The program opened with the Sonata for Violin and Piano in A major, D. 574, Op. 162 (1817). Written when the composer was still only twenty years old, this was the last of Schubert's violin sonatas (he wrote four altogether - the first three, written in 1816, are usually referred to as sonatinas). The year 1817 had been an exciting one for Schubert - he had moved from home, given up his teaching position and scored his first real musical success with the now lost cantata Prometheus - and this may have had something to do with the new directions his work began to take. Essentially, as he found his own voice, Schubert was leaving behind the strong influence of Beethoven that had given much of his early work an imitative quality. Though the presence of Beethoven, most clearly recognizable in the scherzo, can still be heard, there is a new lyricism in this work that separates it from those written the year before. This is especially evident in the two final movements, the andantino and the closing allegro.
This was followed by Mr. Lipkin playing two selections from Schubert's first four Impromptus, D. 899, Op. 90 (1827). These were the No. 3 in G-flat major and the No. 4 in A-flat major. I've always felt the impromptus, along with the moments musicaux with which they are usually paired, are the most beautiful of Schubert's piano works and the pieces in which his incipient romanticism is most fully realized. There is something heartrendingly beautiful about them that brings home to the listener Schubert's sense of his own impending death. Though the depths of the composer's sorrow can be heard in every note, there is nothing maudlin about them. What makes them work is their suggestive power. Mr. Lipkin's rendition was all the more powerful for being so subdued and straightforward; his limpid playing allowed the beauty of the pieces to shine forth on its own.

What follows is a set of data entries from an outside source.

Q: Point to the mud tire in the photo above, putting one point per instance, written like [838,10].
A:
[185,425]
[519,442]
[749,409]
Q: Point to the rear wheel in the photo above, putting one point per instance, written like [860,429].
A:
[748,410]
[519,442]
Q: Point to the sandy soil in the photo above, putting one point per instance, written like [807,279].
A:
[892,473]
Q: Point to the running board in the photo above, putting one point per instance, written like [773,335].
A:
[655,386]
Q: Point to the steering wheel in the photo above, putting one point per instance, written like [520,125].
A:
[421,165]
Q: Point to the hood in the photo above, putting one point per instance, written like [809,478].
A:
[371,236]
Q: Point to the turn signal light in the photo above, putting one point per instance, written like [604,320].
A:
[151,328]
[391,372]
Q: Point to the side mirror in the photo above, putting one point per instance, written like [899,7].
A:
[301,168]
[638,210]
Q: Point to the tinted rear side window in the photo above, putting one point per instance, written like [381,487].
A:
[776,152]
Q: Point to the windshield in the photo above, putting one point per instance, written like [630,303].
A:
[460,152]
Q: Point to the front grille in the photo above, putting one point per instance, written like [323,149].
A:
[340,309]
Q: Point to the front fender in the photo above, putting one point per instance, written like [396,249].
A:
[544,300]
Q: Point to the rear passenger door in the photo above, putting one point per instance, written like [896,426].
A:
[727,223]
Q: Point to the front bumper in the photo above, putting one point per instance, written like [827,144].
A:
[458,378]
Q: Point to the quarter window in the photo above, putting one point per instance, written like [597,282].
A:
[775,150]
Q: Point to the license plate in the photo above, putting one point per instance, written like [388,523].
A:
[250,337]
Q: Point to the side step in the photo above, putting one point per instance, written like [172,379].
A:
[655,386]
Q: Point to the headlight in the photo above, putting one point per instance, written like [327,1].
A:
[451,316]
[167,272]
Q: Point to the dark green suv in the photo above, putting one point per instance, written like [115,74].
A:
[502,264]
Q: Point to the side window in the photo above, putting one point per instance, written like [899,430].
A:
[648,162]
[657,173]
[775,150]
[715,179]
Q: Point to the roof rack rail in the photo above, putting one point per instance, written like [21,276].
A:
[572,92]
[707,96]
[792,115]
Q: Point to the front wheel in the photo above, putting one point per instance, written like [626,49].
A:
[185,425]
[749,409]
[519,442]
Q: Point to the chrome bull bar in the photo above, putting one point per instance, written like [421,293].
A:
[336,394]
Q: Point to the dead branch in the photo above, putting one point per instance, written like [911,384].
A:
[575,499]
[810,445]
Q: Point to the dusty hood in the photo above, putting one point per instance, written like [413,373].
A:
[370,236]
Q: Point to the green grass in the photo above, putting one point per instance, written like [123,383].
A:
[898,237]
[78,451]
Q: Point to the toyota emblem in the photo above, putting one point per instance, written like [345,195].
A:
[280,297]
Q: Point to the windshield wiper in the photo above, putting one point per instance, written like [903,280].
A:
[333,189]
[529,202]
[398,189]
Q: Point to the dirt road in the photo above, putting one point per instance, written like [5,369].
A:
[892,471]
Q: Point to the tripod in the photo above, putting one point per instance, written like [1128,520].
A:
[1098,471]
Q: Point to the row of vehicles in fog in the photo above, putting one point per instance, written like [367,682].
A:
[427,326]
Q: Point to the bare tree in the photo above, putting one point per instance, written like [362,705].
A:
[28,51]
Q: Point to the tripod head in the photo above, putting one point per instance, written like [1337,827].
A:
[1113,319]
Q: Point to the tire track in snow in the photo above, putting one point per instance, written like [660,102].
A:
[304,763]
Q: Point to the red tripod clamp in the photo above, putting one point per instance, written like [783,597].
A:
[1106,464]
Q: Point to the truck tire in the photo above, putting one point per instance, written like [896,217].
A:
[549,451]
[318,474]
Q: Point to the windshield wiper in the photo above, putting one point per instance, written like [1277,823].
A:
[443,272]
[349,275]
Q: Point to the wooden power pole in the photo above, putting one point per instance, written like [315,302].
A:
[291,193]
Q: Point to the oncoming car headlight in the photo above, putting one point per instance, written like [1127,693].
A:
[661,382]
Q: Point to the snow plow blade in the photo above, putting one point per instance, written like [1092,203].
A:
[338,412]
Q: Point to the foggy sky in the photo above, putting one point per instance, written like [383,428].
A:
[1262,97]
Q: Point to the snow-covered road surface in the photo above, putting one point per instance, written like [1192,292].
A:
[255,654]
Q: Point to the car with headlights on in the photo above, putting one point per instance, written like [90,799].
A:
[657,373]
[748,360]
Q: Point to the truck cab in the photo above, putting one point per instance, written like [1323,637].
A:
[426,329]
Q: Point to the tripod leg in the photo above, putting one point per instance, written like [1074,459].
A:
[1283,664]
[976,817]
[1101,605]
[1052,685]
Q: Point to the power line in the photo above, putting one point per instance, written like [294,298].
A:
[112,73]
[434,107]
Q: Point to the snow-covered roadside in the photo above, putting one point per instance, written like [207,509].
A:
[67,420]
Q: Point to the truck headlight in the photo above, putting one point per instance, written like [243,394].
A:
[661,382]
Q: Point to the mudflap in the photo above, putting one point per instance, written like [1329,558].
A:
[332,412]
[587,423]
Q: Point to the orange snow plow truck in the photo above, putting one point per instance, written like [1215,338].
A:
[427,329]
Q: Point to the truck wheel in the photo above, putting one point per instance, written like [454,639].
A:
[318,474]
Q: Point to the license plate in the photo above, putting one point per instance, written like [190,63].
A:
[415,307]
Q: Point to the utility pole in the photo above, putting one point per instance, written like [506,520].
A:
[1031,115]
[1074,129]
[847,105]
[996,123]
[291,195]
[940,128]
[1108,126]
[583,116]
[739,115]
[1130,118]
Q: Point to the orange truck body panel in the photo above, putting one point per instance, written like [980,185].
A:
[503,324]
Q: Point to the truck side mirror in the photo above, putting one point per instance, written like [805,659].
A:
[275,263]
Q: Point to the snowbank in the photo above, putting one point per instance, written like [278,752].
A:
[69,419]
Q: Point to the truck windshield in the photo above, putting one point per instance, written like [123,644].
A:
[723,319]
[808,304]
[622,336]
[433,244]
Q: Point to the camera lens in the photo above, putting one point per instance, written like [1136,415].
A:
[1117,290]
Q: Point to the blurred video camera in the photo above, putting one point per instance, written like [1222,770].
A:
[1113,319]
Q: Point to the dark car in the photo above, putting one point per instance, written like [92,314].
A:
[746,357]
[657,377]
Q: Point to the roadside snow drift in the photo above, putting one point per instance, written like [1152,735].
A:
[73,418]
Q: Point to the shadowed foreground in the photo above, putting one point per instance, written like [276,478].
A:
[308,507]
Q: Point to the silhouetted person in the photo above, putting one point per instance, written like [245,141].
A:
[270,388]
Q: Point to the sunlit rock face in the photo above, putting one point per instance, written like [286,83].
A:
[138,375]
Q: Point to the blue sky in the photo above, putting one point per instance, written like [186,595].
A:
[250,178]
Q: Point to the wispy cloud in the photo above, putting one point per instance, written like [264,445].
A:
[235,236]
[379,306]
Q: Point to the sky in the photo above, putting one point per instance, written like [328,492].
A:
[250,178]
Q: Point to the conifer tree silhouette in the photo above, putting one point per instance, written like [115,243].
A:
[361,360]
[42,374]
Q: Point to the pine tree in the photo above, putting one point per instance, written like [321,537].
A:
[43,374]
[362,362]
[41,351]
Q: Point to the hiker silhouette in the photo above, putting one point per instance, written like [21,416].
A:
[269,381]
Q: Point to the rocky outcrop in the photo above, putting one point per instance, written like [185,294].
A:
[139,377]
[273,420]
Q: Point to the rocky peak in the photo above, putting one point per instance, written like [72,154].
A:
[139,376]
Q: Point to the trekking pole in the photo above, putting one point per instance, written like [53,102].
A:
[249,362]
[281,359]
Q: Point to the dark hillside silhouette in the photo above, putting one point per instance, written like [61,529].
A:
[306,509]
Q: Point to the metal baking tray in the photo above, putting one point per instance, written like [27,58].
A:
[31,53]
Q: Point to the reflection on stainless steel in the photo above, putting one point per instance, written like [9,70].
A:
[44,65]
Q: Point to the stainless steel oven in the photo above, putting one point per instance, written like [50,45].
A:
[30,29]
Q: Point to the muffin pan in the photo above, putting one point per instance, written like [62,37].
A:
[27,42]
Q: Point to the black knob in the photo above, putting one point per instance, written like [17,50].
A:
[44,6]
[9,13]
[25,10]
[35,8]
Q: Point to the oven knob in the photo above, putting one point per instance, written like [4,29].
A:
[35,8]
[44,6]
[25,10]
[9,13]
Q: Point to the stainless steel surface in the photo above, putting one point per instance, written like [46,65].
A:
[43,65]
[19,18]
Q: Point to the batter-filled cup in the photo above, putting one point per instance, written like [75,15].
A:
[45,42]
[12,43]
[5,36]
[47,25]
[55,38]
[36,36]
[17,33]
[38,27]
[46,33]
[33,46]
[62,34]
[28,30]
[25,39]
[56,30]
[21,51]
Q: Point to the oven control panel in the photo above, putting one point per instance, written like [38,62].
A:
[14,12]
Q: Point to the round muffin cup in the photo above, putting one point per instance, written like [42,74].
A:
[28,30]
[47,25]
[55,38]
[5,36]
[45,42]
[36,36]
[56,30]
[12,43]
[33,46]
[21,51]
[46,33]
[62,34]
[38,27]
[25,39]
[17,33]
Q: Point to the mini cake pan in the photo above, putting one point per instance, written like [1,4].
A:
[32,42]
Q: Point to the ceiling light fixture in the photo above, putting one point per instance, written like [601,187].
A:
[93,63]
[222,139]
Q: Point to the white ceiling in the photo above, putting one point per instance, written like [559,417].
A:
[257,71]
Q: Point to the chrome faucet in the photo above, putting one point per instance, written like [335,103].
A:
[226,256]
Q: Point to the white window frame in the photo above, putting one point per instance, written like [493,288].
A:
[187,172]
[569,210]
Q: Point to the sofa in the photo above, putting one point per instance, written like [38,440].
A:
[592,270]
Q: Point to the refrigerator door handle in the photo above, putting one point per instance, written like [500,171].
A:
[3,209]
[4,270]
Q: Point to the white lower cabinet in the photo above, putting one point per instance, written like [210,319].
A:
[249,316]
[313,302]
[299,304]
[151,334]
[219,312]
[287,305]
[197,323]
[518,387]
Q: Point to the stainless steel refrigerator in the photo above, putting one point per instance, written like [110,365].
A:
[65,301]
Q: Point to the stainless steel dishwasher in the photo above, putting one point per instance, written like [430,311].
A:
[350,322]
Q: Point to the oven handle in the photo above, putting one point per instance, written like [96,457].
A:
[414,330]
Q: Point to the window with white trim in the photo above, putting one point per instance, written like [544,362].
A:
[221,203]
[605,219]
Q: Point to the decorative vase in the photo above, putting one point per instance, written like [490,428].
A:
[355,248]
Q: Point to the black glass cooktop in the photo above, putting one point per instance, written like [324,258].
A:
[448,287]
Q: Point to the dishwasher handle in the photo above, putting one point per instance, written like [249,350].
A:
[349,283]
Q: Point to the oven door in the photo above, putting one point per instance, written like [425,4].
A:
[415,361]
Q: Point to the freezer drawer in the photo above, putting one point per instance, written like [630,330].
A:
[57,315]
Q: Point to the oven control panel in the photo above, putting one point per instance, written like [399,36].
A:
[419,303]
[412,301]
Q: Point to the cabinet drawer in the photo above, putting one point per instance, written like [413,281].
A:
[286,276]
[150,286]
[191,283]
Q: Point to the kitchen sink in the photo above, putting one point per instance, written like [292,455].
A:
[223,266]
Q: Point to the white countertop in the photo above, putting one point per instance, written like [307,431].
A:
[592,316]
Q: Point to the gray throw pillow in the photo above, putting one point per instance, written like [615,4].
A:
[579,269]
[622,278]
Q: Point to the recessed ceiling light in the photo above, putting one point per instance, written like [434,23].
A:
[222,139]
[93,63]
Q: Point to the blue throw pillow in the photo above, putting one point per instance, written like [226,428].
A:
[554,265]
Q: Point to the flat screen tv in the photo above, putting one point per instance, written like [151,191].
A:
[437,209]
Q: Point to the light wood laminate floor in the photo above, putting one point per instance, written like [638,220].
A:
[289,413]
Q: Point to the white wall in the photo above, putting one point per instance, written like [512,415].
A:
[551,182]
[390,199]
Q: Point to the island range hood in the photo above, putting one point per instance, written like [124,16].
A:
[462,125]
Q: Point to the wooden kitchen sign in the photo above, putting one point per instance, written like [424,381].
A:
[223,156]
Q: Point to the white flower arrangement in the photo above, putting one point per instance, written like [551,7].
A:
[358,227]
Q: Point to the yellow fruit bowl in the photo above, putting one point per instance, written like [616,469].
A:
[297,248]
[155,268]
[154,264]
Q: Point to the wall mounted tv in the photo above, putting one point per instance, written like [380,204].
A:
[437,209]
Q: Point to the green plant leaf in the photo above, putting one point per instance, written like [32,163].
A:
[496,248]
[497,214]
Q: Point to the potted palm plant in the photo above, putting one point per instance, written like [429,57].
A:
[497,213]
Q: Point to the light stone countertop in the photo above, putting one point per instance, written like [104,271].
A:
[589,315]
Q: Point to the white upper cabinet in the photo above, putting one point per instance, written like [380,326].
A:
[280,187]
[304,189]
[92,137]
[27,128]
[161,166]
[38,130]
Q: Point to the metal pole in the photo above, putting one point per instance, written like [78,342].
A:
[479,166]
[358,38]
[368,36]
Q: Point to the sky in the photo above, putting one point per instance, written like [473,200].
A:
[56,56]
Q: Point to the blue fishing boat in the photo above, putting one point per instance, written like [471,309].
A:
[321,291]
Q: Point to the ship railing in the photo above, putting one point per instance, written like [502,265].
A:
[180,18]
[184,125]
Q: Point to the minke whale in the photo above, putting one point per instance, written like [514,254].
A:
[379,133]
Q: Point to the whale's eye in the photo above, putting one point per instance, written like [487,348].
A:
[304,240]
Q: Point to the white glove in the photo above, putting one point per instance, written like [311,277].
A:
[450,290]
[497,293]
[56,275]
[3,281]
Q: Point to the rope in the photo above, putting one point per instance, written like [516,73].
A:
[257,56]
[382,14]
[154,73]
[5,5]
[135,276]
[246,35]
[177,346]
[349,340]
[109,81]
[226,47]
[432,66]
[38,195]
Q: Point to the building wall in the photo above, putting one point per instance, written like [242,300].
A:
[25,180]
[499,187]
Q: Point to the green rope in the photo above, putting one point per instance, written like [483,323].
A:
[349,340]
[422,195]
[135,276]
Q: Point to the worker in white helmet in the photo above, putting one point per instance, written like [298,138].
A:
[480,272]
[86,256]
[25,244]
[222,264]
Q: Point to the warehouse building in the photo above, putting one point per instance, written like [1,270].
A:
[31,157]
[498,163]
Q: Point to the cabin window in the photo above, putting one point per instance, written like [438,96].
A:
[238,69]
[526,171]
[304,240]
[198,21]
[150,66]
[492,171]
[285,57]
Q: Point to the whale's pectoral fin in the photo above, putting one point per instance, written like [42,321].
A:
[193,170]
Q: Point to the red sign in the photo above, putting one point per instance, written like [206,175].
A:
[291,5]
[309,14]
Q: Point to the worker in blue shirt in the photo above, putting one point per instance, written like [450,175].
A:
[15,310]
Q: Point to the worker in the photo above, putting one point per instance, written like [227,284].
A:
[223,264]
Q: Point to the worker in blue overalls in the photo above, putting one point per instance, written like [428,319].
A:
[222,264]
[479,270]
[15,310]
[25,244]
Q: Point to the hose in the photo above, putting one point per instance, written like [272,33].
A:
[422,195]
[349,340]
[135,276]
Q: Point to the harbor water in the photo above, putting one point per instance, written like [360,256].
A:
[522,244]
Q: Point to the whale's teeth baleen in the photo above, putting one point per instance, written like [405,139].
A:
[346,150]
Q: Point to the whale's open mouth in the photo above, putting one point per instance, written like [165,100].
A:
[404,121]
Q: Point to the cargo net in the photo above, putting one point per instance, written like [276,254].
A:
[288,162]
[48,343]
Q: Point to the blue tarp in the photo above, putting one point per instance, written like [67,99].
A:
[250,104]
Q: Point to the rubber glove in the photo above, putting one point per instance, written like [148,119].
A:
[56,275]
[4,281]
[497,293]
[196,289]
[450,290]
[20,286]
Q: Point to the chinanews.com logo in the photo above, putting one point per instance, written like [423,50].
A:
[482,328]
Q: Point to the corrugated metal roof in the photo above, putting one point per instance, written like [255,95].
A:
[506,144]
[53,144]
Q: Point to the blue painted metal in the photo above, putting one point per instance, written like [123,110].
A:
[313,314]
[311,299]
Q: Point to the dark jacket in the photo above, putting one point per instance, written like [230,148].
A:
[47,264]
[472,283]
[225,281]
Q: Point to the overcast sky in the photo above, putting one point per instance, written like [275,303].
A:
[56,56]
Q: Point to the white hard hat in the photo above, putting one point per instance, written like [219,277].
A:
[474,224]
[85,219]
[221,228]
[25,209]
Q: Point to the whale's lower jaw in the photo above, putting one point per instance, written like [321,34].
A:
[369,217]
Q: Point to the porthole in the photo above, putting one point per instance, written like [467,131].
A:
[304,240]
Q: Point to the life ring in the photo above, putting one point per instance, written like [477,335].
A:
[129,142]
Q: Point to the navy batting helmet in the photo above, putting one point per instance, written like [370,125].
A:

After a ten minute intermission, the program concluded with the Fantasie in C major for Violin and Piano, D. 934, Op. Post. 159 (1827). This was Schubert's final work for piano and violin, and the first full work he had written for that pairing of instruments (aside from the Rondo in B minor, D. 895) following the completion of the A major Sonata ten years before. It was premiered at a private recital in Vienna in 1828 by pianist Carl Maria von Bocklet and violinist Josef Slavik. Despite the virtuosity of both musicians (Chopin himself described Slavik as "a second Paganini"), the performance was reported not to have been a success. This was most probably because the Viennese audience found the work to be too innovative. The Romantic "fantasy" was still a fairly new concept at that time and must have seemed quite radical to those accustomed to more classical forms. That Schubert's work gave full rein to his lyrical impulses can clearly be seen in the composer's adaptation of his own lied Sei mir gegrüßt, D. 741 in the andantino movement. But it is precisely this Romantic element that makes the work so attractive to modern day listeners.